Detecting influencers

Previous measures can help find out the most influenced customers in the network but they are not enough, so more measures were calculated to come up with an influence score which expresses the importance of each node in the graph. This importance is based on the strength of links with other nodes presented by eigenvector centrality (EV), and the global location of the node within the graph presented by influence capability of node (IC).

Eigenvector centrality measures a node’s importance while considering the importance of its neighbors; the main idea is that links from important nodes (as measured by previous centrality measures) are more valuable than links from unimportant nodes.
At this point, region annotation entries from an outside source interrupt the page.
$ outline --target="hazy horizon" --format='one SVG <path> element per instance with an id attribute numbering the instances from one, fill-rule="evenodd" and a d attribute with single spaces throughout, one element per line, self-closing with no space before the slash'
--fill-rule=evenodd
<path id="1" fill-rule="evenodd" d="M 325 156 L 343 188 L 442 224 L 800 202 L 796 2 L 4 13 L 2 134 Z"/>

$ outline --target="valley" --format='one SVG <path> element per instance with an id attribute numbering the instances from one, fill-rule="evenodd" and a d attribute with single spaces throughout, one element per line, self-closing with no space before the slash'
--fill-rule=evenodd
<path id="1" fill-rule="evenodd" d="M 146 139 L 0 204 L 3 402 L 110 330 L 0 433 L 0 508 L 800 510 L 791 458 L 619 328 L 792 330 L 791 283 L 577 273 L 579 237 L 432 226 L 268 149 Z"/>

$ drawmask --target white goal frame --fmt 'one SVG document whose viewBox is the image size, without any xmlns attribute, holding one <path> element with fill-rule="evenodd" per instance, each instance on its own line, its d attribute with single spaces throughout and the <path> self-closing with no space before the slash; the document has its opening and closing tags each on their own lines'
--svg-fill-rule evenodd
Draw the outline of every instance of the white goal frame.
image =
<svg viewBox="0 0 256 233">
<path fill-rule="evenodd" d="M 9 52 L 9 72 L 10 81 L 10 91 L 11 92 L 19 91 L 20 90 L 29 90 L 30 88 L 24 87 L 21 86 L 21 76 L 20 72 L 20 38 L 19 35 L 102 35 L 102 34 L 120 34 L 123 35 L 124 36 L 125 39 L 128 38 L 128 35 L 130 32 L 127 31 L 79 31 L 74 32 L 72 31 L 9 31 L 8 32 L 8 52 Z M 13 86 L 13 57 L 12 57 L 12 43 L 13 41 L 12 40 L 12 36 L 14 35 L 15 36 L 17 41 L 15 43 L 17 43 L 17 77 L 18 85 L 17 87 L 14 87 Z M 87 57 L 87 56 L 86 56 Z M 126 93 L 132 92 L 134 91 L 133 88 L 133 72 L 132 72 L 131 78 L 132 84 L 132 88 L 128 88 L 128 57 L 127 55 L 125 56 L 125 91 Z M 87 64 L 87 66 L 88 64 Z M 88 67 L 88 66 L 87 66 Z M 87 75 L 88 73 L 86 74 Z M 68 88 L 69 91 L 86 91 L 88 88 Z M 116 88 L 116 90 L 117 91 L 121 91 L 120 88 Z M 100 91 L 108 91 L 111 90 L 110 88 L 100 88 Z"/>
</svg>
All nodes start with equal EV value, but as the computation progresses, nodes with more degree start gaining importance. This importance propagates out to the nodes to which they are connected. After a number of computing iterations, the EV values stabilize and give the final values for eigenvector centrality for all nodes. EV centrality is calculated by using the equation:

$$\begin{aligned} EV\left( v\right) =\ \frac{1}{\lambda }\sum ^n_{j=1}{A_{ij}v_j\ \ \ } \end{aligned}$$

(4)

Where \(\lambda\) is a constant scalar value and A is the adjacency matrix [30] which represents the network mathematically and has values:

$$\begin{aligned} A_{ij}=\ \left\{ \begin{array}{*{20}l} 1 & \hbox {If there is an edge between vertices } v_i \hbox { and } v_j \\ 0 & Otherwise\end{array} \right. \end{aligned}$$

(5)

Edges weight was included in the calculations of EV by replacing the one values in adjacency matrix A with the edge weight.

Wang et al. [18] proposed an Influence Capability measure based on k-shell values and the iteration information in the decomposition process to distinguish nodes with the same \(k_s\) values. As we see in Table 1 many nodes have the same \(k_s\) values but different locations in graph so their influence capability differs and nodes with higher iteration values are closer to the core nodes. First, they proposed a k-shell iteration factor:

$$\begin{aligned} {\delta }_v=k_s\ .\ \ \left( 1+\frac{n}{m}\right) \end{aligned}$$

(6)

where, \(k_s\) is the k-shell value for node v, m is the total iteration number and v is the removed node in the nth iteration of the k-degree process. Then they proposed an influence capability factor defined as follows:

$$\begin{aligned} IC_v=\ {\delta }_v\ .\ D_v+\ \ \sum _{u\ \epsilon \ N(v)}{{\delta }_u\ .\ D_u} \end{aligned}$$

(7)

where \(IC_v\) represents the influence capability of node v, \({\delta }_v\) is the k-shell iteration factor of node v, \(D_v\) is the degree of node v and \(N\left( v\right) \mathrm {\ }\)represents neighbors of node v. The Influence Capability factor IC contains the degree which is a local measure and the k-shell iteration factor which is a global measure. Therefor, IC takes into consideration the local and global influence capabilities of the node which help to distinguish between nodes more accurately. We calculated EV and IC for all nodes in network and normalized values. Table 6 shows a sample of calculated EV and IC measures.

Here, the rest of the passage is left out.